Rana Öztürk, günümüzde sokak fotoğrafçılığı alanında doğrudan fotoğraf anlayışını sürreal eğilimli bir yaklaşımla harmanlayarak, cam yansımaları ve siluetleri kullandığı tarzıyla ilgi çekmektedir. Gündelik yaşam hikayelerini, anları ve sıradan kent görüntülerini katmanlı bir boyuta taşıyarak izleyiciyi gerçek ile hayal arasında bir yolculuğa çıkarır. “Görsel manzumeler” adını verdiği bu tarzını gölgeler ve siluetlerle harmanlar. Öztürk bu yaklaşımını şöyle açıklar:
“Gölgeyle ışık, içeriyle dışarısı, geçmişle şimdiki zaman arasındaki belirsiz bir çizgide… Anın içine sızan tesadüfler, gerçek ile yanılsama arasında kurulan geçici köprüler gibidir.”
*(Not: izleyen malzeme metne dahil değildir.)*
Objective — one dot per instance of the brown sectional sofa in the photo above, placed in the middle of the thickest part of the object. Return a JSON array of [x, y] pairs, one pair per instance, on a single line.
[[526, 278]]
Öztürk’ün eserleri, Türkiye’deki birçok karma serginin yanı sıra İtalya, Fransa, Meksika ve Avustralya’daki sergilerde de yer almıştır. Fotoğrafçılığı bir hikâye anlatıcılığı biçimi olarak gören Rana Öztürk, çalışmalarında insan yaşamının ve şehirlerin gizli katmanlarını amatör bir ruhla ortaya koymaya devam etmektedir.